I want to add a warning to my previous blog, “Do You Google Yourself.” Be prepared to read ugly things about yourself if you venture into unfamiliar websites that tag your name. I found two blogs yesterday that attacked me personally. The writers of these blogs made pot shots – sweeping conclusions about who I am without ever talking to me – and they hurt me deeply. I tried to put the hurt aside, to dwell on the positive, but the feeling festered because I didn’t deal with the shenpa. I chose, instead, to get pissed at the things I couldn’t change. I moved away from shenpa rather than confront it.

Finally tonight I listened to my dried face, chapped lips, and my general lack of voice and coherency as they all screamed, “Get the hell in the bathtub and deal with the shenpa!”

The funny thing about the four Rs of dealing with shenpa – Recognition, Refrain, Relaxing and Resolve – is that the way in which we deal never plays out the way you think it will. I won’t bore you with all the details, but the most prominent thought to come out of my confrontation tonight is this: How many pot shots have I taken at people I don’t know or understand or haven’t taken the time to ask the right questions of? When, in my daily life, do I make conclusions about people based on one action, one look, one gesture, one sound? And what do I do with those conclusions? Even if I’m not verbal with my “pot shots,” they’re in my head, they form my opinions and actions. I might cut someone off, flip them off, give them a look of disdain, sigh, stomp or otherwise act like a child to make my “point,” and then I go merrily about my life bolstered by thinking I was right when in actuality, I probably caused shenpa.

I told you it was an interesting bath.

As I dried off and got into my bathrobe, I looked in the mirror. Enter lovingkindness. I realized that just as this behavior didn’t start overnight, it won’t be changed overnight. I resolved, however, to make it part of my consciousness, as best I can, to remember how I felt – the shenpa – when I read the words on two strangers’ blogs about me and how they made conclusions about me without bothering to understand who I am and what I’m about. Perhaps if I’m not creating shenpa in others, I’ll alleviate much of my own shenpa. We shall see.

Advertisements

7 thoughts on “My Shenpa Needed A Bath

  1. So that is Shenpa! I’ve read some books on Buddhism but missed that. (My husband has been practicing Buddhism for many years and we are taking Buddhism 101 in April with the monk who married us.)
    I am sure I am the first of MANY who will tell you that you are adored. I suspect far, far many more people out there think you are an inspiration than not.
    Shanti Shanti Shanti

  2. Wow, that would hurt my feelers :-/
    But, when people say rude/nasty things for no apparent reason, I feel it’s because they are jealous! I’m sorry you were hurt.
    Hey, here’s an article that was in our local newspaper recently.
    http://www.lvrj.com/news/15436881.html
    I’ve also read hurtful,heartbreaking,shocking comments on what we should have done with our baby after other articles came out.
    It was hard for me to deal with at first, but then I finally realized that they were just ignorant/heartless people. I can handle it much better now.
    But typically,
    I head for the refrigerator for comfort!!

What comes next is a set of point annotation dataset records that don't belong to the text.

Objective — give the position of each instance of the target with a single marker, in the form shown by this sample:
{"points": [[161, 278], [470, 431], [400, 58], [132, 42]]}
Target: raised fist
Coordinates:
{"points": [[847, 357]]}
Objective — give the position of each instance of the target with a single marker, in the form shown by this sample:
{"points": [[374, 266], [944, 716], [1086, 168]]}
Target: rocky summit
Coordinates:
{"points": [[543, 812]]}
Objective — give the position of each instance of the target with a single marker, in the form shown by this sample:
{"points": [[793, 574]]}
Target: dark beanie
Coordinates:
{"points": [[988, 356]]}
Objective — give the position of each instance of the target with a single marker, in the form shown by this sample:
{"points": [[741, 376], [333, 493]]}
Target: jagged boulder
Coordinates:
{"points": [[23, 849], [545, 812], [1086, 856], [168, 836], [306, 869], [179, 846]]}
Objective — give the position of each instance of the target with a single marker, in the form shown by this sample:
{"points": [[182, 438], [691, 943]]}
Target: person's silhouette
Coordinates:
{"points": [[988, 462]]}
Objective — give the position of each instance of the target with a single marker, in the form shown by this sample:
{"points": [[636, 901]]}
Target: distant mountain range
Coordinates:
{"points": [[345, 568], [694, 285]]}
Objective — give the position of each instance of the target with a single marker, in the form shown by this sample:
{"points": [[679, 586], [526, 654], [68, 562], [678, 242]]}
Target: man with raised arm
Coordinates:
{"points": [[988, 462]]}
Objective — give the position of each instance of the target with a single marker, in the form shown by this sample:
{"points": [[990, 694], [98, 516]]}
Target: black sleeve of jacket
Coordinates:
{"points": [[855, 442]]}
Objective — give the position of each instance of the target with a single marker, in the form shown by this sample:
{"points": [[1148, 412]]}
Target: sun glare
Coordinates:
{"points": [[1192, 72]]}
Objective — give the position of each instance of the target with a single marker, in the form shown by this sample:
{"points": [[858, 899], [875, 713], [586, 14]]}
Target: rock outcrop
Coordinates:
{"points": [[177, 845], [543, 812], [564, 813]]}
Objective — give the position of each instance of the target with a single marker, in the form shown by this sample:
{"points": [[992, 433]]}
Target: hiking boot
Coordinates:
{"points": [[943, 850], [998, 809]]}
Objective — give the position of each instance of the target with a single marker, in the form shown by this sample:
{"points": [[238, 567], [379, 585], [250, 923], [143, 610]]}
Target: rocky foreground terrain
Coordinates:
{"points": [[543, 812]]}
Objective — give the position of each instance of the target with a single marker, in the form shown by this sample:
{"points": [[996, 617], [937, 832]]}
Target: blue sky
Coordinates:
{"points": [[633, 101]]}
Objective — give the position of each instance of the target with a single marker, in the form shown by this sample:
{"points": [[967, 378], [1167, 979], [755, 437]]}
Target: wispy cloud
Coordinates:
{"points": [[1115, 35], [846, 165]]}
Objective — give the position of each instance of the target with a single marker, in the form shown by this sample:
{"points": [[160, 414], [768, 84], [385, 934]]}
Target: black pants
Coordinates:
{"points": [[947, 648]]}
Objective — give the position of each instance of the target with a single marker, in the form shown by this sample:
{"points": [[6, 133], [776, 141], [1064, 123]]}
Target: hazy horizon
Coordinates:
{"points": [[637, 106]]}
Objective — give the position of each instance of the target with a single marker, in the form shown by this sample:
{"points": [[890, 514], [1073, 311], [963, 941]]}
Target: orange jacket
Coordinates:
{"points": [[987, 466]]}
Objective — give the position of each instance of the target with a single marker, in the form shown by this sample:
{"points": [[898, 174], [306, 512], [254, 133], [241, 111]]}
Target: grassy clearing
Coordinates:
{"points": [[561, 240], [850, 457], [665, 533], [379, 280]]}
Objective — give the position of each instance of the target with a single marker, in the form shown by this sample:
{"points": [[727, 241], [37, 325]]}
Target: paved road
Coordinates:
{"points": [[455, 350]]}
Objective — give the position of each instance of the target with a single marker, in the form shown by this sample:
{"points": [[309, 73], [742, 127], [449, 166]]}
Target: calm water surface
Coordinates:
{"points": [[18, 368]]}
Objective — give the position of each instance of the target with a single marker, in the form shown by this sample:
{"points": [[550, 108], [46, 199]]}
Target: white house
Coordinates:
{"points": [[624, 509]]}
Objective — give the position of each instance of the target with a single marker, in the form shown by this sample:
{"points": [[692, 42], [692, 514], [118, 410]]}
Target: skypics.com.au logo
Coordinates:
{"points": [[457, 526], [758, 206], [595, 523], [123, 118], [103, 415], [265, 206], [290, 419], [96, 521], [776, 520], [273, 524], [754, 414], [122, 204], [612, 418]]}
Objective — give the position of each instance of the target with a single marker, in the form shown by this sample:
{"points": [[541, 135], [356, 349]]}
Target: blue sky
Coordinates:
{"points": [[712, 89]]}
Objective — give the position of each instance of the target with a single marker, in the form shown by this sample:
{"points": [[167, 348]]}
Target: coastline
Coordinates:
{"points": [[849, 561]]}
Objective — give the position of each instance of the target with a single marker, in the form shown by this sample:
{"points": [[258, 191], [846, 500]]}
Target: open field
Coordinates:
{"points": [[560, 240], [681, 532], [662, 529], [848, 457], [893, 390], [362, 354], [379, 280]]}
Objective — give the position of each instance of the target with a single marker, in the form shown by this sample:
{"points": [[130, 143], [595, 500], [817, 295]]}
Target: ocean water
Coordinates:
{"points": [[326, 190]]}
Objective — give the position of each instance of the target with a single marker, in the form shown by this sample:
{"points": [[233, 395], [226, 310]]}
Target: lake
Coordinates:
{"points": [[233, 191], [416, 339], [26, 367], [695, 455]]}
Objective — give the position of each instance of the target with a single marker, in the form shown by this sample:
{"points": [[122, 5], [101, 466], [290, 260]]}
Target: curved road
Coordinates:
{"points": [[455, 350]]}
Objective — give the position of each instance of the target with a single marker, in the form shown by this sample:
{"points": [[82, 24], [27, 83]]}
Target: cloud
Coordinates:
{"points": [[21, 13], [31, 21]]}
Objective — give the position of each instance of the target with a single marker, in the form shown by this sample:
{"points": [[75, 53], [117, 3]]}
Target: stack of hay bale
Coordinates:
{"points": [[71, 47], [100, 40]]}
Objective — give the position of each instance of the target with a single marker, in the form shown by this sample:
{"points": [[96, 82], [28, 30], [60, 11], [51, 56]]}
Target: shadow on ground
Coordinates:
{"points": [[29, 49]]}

  3. Love your ending comment. Makes me think about the phrase “what we put into the Universe comes back to us”. Those who spoke negatively about you may fear your wisdom . Lynn, you are an awesome person always remember that!!!! Love that you know how to take care of yourself!!! YOU ROCK!!!!

  4. You always seem to write something meaningful just at the right time. For all of those who have made negative comments about you…well that is their loss. Even though you have been on a weight loss journey, you are so much more than that person.(Not to take away from that major accomplishment.) Thank you for sharing your feelings and being able to put them into words so much better than the rest of us can.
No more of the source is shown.